Its announcement video had racked up nearly 100,000 views by the end of the weekend, and although Baker did not express his thoughts on the war, many controversial opinions were expressed among the 1,500 comments on the video. Facebook.

“I think maybe you know Ukraine is NWO [New World Order] deep state agent, used to perpetuate destabilization for their reset,” Russell offered. “The US and NATO, not Putin, are the agitators who want war to fuel the military-industrial complex,” Cindy wrote, receiving over a hundred all-positive reactions from other viewers.

Elly wanted to make sure Baker and other viewers knew what to make of the Russian leader in all of this: “I really don’t think Putin is bad. I think it’s just presented as such by the media/governments. Looks like he’s standing up to the elites. It was a position met with about 125 positive reactions.

Many viewers, seemingly unfamiliar with Ukrainian geography, felt its 12-minute live stream was, on its own, enough to demystify the media narrative of the war. “Wow doesn’t look like a war-torn country,” Denis said, of the well-lit cobblestone streets and local nightlife. Margo was also struck by the lack of tanks and bombed buildings: “It makes you wonder if there is a real war in Ukraine.
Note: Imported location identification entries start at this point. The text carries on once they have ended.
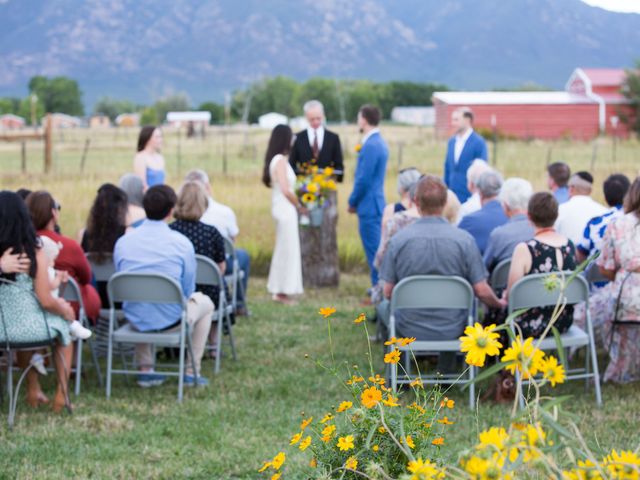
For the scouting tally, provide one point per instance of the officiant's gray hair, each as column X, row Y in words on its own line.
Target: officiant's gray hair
column 311, row 104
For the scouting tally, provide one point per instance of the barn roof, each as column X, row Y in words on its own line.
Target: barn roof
column 510, row 98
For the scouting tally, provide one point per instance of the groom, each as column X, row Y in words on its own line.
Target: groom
column 367, row 198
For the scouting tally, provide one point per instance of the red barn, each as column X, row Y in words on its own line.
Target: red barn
column 590, row 104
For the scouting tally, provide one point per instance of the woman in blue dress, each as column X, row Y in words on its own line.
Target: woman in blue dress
column 30, row 313
column 148, row 163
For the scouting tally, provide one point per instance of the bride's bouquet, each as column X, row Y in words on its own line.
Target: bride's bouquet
column 313, row 188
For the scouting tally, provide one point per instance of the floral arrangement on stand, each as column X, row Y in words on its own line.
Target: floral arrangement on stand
column 313, row 187
column 375, row 433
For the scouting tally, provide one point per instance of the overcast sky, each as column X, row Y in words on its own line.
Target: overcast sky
column 617, row 5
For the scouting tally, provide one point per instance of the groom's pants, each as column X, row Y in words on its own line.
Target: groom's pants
column 369, row 227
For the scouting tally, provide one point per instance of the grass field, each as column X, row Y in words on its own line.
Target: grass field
column 111, row 152
column 252, row 408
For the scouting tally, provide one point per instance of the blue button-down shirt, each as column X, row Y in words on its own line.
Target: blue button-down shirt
column 154, row 247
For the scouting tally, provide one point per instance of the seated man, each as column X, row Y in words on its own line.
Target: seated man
column 154, row 247
column 514, row 196
column 480, row 224
column 432, row 246
column 223, row 218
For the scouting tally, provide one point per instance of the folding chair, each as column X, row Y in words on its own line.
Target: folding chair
column 71, row 292
column 500, row 275
column 234, row 280
column 9, row 346
column 431, row 292
column 208, row 274
column 141, row 287
column 530, row 291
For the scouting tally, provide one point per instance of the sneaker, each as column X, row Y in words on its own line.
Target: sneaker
column 37, row 362
column 78, row 331
column 150, row 379
column 190, row 381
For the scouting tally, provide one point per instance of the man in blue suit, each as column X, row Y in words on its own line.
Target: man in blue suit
column 463, row 148
column 367, row 198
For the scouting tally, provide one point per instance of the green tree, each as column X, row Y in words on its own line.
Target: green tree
column 58, row 94
column 112, row 107
column 631, row 90
column 216, row 110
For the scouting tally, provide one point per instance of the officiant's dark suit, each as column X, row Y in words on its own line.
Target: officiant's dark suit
column 321, row 144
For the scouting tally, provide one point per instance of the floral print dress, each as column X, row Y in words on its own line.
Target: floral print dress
column 544, row 259
column 621, row 253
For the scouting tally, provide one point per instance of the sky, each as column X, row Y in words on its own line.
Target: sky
column 616, row 5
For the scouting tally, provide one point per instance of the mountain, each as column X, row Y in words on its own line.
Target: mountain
column 143, row 49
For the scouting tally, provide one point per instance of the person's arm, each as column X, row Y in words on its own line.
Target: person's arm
column 41, row 287
column 281, row 178
column 364, row 172
column 140, row 169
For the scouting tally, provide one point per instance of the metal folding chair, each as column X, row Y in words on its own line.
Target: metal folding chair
column 9, row 346
column 141, row 287
column 71, row 292
column 530, row 291
column 431, row 292
column 208, row 274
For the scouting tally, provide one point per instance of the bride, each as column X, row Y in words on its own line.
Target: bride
column 285, row 274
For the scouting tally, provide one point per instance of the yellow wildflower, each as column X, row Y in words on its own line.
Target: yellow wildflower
column 392, row 357
column 327, row 311
column 345, row 443
column 371, row 397
column 479, row 343
column 351, row 463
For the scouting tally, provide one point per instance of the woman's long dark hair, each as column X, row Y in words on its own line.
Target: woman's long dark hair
column 145, row 135
column 107, row 220
column 279, row 143
column 16, row 230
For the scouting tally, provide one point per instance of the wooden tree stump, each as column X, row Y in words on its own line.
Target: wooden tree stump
column 320, row 267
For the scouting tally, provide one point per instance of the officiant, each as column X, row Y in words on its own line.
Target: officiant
column 316, row 143
column 319, row 246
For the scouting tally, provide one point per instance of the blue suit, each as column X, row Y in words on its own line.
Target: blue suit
column 455, row 174
column 367, row 197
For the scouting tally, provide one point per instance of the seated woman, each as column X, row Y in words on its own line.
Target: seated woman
column 25, row 263
column 548, row 251
column 620, row 262
column 406, row 178
column 206, row 240
column 44, row 212
column 105, row 225
column 133, row 187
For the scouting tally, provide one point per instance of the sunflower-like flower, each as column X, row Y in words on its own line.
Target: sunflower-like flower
column 479, row 342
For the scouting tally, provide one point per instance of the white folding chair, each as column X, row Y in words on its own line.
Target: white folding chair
column 138, row 287
column 530, row 291
column 71, row 293
column 431, row 292
column 208, row 274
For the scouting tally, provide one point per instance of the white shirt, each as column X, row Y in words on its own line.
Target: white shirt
column 368, row 135
column 461, row 140
column 221, row 217
column 311, row 133
column 574, row 215
column 473, row 204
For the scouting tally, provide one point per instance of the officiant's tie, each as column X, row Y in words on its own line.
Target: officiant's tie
column 315, row 148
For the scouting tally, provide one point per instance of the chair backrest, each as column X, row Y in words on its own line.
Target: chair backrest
column 593, row 275
column 530, row 291
column 144, row 288
column 500, row 275
column 432, row 291
column 102, row 270
column 207, row 272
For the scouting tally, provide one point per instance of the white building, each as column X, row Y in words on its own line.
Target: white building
column 271, row 119
column 423, row 116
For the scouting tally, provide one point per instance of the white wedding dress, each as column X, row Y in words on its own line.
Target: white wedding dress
column 285, row 274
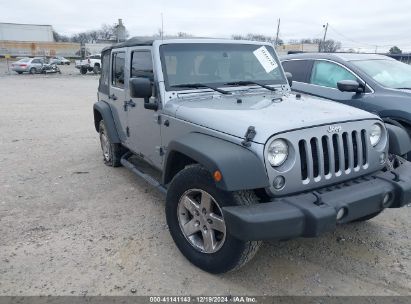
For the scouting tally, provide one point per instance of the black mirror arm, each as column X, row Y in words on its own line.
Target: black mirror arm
column 150, row 105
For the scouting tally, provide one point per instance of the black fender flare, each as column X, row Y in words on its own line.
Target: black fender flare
column 102, row 108
column 399, row 140
column 240, row 168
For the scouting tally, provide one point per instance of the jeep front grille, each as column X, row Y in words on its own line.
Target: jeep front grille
column 331, row 155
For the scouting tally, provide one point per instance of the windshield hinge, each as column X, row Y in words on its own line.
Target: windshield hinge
column 249, row 136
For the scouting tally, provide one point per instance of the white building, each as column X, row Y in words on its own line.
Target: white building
column 26, row 32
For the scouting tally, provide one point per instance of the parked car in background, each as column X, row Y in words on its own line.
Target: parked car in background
column 29, row 65
column 90, row 64
column 60, row 60
column 375, row 83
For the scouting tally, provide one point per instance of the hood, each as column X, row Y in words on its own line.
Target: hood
column 269, row 114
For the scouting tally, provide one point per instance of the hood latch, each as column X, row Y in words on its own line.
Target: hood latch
column 249, row 136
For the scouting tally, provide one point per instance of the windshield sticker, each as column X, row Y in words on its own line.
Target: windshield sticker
column 265, row 58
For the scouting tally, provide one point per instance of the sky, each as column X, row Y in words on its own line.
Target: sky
column 361, row 25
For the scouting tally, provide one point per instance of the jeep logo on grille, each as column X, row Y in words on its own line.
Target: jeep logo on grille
column 334, row 129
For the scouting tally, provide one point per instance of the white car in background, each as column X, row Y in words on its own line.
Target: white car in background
column 29, row 65
column 60, row 60
column 90, row 64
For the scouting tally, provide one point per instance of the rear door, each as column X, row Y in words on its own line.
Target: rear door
column 116, row 95
column 144, row 124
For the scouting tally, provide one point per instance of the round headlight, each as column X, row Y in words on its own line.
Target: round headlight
column 277, row 152
column 375, row 134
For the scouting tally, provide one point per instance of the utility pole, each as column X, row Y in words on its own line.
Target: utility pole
column 325, row 35
column 278, row 33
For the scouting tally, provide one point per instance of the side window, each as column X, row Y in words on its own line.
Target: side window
column 327, row 74
column 301, row 69
column 105, row 72
column 142, row 65
column 117, row 70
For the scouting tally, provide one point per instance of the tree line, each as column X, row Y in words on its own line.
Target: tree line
column 105, row 33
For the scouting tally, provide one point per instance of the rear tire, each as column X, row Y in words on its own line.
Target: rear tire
column 226, row 253
column 112, row 153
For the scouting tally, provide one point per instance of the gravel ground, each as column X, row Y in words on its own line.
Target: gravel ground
column 71, row 226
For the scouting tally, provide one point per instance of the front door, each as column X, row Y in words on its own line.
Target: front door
column 144, row 124
column 117, row 94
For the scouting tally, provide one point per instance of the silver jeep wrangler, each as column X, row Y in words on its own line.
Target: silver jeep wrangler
column 241, row 159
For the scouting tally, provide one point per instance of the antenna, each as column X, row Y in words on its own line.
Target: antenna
column 278, row 32
column 162, row 27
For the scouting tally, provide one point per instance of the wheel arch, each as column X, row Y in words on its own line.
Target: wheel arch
column 240, row 168
column 102, row 111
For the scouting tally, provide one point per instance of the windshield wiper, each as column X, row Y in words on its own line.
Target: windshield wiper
column 199, row 85
column 248, row 82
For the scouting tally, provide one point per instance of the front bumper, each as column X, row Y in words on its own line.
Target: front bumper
column 310, row 214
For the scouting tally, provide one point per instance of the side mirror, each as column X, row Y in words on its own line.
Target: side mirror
column 142, row 88
column 289, row 78
column 350, row 86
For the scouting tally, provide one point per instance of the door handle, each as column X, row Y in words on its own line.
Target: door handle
column 129, row 103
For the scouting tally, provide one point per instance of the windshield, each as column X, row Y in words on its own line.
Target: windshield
column 389, row 73
column 218, row 64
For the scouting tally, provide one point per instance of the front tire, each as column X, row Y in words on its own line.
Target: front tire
column 111, row 152
column 196, row 222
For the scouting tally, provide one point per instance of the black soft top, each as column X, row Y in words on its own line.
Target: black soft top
column 135, row 41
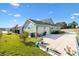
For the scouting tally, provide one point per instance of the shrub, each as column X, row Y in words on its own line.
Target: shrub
column 24, row 35
column 0, row 34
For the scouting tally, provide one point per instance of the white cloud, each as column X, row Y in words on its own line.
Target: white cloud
column 17, row 15
column 75, row 14
column 72, row 17
column 4, row 11
column 15, row 4
column 14, row 20
column 38, row 19
column 9, row 14
column 50, row 12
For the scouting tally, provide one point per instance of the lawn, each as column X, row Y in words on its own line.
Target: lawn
column 12, row 45
column 70, row 30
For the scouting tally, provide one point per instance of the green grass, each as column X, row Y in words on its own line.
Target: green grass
column 11, row 45
column 70, row 30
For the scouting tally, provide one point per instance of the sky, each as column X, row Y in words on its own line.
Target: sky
column 17, row 13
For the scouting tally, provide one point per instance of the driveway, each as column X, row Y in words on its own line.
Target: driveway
column 61, row 41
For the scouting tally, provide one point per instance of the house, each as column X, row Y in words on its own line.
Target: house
column 16, row 29
column 36, row 27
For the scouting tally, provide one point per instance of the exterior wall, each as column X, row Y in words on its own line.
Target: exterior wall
column 31, row 28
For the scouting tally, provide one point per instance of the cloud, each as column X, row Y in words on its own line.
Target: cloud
column 51, row 12
column 4, row 11
column 75, row 14
column 15, row 4
column 9, row 14
column 14, row 20
column 17, row 15
column 72, row 17
column 38, row 19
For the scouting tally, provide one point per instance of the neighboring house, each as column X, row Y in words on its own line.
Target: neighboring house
column 16, row 29
column 33, row 26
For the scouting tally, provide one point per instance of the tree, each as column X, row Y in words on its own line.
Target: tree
column 24, row 36
column 62, row 25
column 72, row 24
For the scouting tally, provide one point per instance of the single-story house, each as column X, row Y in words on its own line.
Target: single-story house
column 36, row 27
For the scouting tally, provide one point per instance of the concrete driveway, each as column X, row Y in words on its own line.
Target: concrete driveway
column 61, row 41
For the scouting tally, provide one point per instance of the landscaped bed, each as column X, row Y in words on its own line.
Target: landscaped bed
column 12, row 45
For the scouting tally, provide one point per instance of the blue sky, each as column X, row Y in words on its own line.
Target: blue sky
column 15, row 13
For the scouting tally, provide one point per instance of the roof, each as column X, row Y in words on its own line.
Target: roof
column 40, row 22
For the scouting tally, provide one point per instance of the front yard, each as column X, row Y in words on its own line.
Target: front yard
column 11, row 45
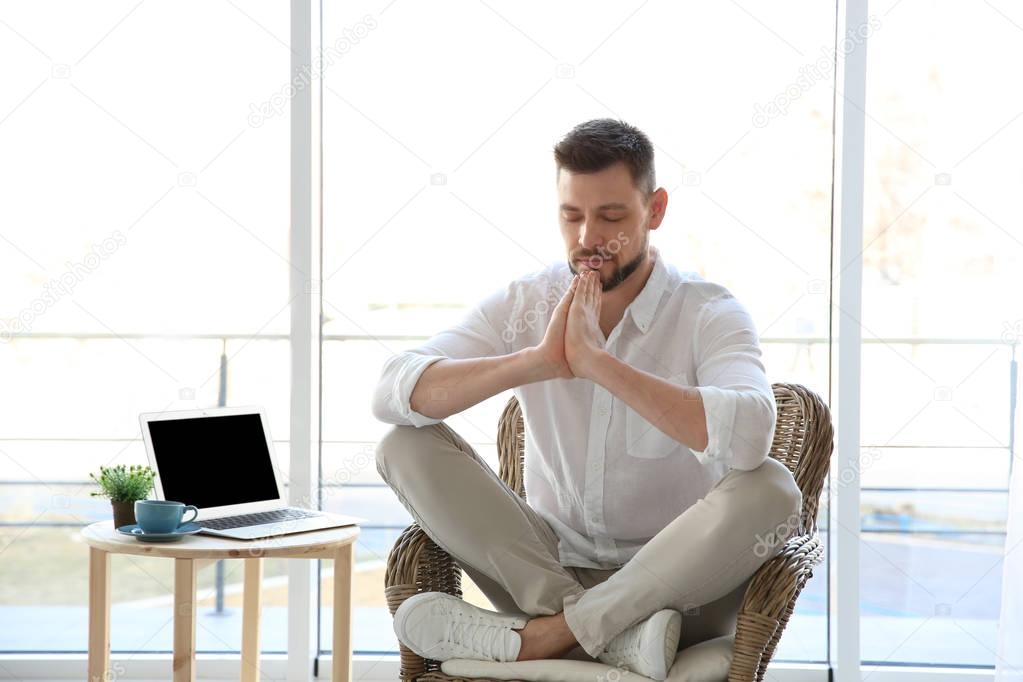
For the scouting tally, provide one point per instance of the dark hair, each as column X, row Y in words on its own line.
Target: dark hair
column 596, row 144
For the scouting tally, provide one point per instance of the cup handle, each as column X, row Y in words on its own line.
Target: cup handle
column 194, row 516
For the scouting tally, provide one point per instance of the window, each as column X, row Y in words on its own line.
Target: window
column 940, row 261
column 439, row 186
column 144, row 249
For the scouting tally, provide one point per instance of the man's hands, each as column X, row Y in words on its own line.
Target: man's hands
column 583, row 337
column 574, row 341
column 551, row 349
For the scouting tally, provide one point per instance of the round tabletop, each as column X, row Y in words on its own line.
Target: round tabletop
column 311, row 544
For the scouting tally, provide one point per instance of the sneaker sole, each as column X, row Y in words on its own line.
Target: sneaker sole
column 400, row 617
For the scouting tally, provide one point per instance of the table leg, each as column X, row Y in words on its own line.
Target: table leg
column 99, row 615
column 184, row 620
column 252, row 598
column 343, row 566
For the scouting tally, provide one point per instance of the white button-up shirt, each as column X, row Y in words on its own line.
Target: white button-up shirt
column 605, row 478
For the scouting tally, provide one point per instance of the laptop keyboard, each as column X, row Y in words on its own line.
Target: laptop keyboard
column 257, row 518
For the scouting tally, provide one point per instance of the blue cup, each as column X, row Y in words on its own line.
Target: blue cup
column 162, row 515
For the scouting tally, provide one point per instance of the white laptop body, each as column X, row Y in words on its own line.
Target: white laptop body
column 221, row 460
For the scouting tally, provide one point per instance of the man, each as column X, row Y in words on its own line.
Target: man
column 652, row 499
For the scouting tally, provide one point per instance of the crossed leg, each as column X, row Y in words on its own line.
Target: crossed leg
column 699, row 564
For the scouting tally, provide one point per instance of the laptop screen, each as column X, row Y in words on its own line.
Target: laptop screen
column 214, row 461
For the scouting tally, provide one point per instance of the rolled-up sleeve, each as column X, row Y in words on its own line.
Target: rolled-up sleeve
column 738, row 398
column 476, row 335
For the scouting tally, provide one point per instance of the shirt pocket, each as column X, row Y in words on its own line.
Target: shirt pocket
column 646, row 441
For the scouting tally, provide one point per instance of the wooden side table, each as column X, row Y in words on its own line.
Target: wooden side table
column 191, row 551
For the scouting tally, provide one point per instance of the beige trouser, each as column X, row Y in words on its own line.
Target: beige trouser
column 699, row 564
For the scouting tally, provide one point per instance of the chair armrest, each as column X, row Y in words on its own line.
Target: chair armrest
column 768, row 603
column 416, row 564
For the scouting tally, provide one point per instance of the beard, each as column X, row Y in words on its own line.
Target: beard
column 621, row 273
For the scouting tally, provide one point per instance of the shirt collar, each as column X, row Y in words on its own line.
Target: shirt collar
column 645, row 305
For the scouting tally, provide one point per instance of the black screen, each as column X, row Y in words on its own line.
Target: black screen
column 214, row 461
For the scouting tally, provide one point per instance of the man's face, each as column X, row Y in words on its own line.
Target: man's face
column 605, row 222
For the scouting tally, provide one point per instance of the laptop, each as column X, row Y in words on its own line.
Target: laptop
column 221, row 460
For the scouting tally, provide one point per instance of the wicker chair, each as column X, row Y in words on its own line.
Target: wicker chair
column 803, row 442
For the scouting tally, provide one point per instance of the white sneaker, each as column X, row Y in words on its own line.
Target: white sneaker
column 649, row 647
column 440, row 627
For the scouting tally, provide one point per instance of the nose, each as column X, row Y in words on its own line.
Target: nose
column 589, row 238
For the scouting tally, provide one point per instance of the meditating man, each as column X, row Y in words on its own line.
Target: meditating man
column 651, row 499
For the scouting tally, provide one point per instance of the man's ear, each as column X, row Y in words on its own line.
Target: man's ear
column 658, row 206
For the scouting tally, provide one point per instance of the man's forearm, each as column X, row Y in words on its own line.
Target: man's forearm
column 448, row 387
column 676, row 410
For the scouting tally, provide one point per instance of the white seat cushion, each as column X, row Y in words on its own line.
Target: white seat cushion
column 706, row 662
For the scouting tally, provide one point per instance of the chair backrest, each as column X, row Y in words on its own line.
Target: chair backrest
column 803, row 442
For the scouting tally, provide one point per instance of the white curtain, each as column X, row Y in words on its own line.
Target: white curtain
column 1009, row 665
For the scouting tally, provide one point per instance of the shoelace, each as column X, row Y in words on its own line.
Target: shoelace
column 625, row 644
column 479, row 638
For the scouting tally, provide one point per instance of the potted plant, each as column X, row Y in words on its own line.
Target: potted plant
column 124, row 485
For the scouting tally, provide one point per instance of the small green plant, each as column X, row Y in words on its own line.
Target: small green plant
column 124, row 484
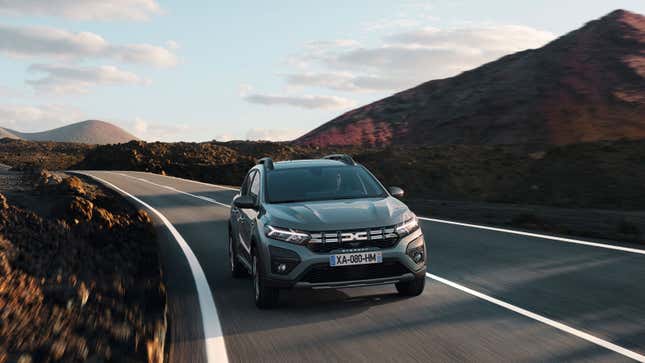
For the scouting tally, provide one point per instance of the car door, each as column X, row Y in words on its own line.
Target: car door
column 248, row 216
column 237, row 217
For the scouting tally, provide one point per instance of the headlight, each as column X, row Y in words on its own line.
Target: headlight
column 286, row 235
column 407, row 227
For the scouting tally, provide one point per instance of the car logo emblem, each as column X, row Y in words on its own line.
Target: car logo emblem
column 355, row 236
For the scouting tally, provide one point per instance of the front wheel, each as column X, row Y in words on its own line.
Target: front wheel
column 265, row 297
column 411, row 288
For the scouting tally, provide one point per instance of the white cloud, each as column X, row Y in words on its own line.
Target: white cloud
column 156, row 131
column 407, row 58
column 72, row 79
column 62, row 44
column 83, row 9
column 306, row 101
column 503, row 38
column 273, row 134
column 27, row 118
column 343, row 81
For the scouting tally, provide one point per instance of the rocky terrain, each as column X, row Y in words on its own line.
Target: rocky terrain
column 28, row 155
column 588, row 189
column 85, row 132
column 585, row 86
column 79, row 274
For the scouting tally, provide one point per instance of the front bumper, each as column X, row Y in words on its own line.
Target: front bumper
column 313, row 270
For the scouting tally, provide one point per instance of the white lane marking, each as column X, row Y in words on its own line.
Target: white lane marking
column 565, row 328
column 504, row 230
column 197, row 182
column 207, row 199
column 543, row 236
column 213, row 336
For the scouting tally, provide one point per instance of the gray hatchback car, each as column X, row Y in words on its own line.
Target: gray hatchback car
column 320, row 224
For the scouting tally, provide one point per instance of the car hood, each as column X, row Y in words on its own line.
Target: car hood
column 338, row 214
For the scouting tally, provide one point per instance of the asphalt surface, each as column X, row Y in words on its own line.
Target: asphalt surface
column 597, row 291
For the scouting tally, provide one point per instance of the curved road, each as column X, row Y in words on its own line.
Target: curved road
column 491, row 295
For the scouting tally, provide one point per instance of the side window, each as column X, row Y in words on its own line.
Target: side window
column 244, row 189
column 255, row 185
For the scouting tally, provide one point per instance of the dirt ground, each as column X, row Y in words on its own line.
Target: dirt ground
column 80, row 278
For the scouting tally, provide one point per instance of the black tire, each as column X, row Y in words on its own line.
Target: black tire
column 237, row 269
column 411, row 288
column 265, row 297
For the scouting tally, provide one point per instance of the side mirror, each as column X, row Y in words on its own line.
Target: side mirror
column 396, row 192
column 245, row 202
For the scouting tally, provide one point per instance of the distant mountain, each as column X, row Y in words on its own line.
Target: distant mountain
column 4, row 133
column 587, row 85
column 87, row 132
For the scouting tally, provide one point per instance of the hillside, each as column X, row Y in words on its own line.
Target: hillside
column 86, row 132
column 587, row 85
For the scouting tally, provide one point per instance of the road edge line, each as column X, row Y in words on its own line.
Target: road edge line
column 504, row 230
column 213, row 334
column 538, row 235
column 516, row 309
column 542, row 319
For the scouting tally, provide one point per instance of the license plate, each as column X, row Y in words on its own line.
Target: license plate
column 361, row 258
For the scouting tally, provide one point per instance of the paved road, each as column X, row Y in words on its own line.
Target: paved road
column 491, row 296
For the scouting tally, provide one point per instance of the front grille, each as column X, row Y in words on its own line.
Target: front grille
column 323, row 273
column 322, row 242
In his second major livestream from the city, Baker reported that “private police” followed them and ordered them not to film (although they still appeared to be filming) due to martial law. She marveled at the presence of high fashion stores, hairdressers, nail salons and an Italian restaurant, before revealing that despite having booked train tickets to travel to Kyiv, a much more affected city , they had chosen to miss their trip because they (reasonably) felt that the city was currently too dangerous.

Although we don’t really know Baker’s views on the war and its participants, it is widely held among those who remain active in the many channels that have formed the online core of parliamentary protest that the war is not not as presented, and in many cases that Russia is the “good guy” in the conflict. Many who have followed Baker since the Occupy share this view and apparently expect her to uncover a truth that the mainstream media apparently hides.

So far, it seems likely that we won’t know how Baker views and chooses to portray the war until it’s safely out of the country.

Dylan Reeve is the author of Fake Believe: Conspiracy Theories in Aotearoa (Upstart Press, $39.99), which can be ordered from Unity Books Auckland and Wellington.